CVE-2026-53827
MediumCVSS 6.5Exploitation Probability (EPSS)
Low risk16th percentile — higher than 16% of all known CVEs
Summary
OpenClaw before version 2026.5.2 contains a credential exposure vulnerability in message.action forwarding, allowing action payloads with Gateway credentials to be forwarded to attacker-supplied loopback URLs. Remote attackers can intercept Gateway tokens and action payloads by providing malicious loopback targets through model-controlled action metadata.
Risk Assessment
Organizations may be exposed to the interception of sensitive data, such as Gateway tokens, which could lead to unauthorized access to systems and data.
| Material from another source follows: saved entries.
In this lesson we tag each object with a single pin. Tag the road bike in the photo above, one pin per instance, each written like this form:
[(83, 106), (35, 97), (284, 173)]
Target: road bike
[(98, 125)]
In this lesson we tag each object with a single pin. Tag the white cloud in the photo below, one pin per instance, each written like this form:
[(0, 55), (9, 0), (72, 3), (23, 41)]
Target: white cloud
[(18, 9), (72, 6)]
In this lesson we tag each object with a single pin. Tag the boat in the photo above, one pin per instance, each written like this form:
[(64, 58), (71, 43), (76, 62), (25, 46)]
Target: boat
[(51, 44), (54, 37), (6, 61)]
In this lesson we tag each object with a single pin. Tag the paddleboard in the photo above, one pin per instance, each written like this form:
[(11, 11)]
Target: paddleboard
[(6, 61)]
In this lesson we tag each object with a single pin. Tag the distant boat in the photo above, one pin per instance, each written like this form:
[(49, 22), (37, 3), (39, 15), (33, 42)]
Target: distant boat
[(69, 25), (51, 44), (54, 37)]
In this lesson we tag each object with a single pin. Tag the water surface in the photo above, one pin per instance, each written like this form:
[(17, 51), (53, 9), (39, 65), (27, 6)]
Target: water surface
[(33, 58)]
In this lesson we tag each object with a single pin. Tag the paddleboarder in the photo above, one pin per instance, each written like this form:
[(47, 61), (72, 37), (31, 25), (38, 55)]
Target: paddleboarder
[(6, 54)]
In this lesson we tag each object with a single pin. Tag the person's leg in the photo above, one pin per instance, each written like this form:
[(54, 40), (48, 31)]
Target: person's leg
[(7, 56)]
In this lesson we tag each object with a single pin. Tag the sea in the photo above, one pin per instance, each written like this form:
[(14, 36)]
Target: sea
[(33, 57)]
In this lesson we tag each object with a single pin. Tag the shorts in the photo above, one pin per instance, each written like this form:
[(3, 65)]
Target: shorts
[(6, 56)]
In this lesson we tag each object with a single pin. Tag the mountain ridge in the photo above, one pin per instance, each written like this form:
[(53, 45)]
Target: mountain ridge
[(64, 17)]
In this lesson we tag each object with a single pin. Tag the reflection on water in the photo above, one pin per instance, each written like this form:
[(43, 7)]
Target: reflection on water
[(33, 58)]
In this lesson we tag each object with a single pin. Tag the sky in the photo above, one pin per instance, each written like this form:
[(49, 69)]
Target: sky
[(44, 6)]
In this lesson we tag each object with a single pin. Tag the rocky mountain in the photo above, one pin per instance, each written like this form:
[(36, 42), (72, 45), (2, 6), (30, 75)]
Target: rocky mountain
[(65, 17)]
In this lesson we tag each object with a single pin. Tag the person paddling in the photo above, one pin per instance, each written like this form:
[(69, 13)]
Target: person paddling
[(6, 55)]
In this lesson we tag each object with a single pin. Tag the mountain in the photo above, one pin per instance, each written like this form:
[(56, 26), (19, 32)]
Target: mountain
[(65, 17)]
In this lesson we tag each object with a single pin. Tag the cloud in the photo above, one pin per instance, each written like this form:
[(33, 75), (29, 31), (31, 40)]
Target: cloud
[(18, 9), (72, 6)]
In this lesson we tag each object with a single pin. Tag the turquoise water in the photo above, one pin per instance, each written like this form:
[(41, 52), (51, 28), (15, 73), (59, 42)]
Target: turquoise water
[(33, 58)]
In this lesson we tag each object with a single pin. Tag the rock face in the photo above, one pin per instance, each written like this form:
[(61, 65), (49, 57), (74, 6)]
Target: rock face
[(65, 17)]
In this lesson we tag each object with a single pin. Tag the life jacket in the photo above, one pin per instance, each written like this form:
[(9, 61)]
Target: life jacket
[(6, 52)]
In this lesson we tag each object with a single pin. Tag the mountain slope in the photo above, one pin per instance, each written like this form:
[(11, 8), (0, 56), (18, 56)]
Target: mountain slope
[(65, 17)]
Credential exposure can result in serious security implications.
Recommendation
It is recommended to update OpenClaw to version 2026.5.2 or later to mitigate this vulnerability. Additionally, monitoring and restricting access to action metadata should be implemented to minimize risk.
Original NVD description (English source)
OpenClaw before 2026.5.2 contains a credential exposure vulnerability in message.action forwarding that allows model-controlled metadata to forward action payloads with Gateway credentials to attacker-supplied loopback URLs. Remote attackers can intercept Gateway tokens and action payloads by providing malicious loopback targets through model-controlled action metadata.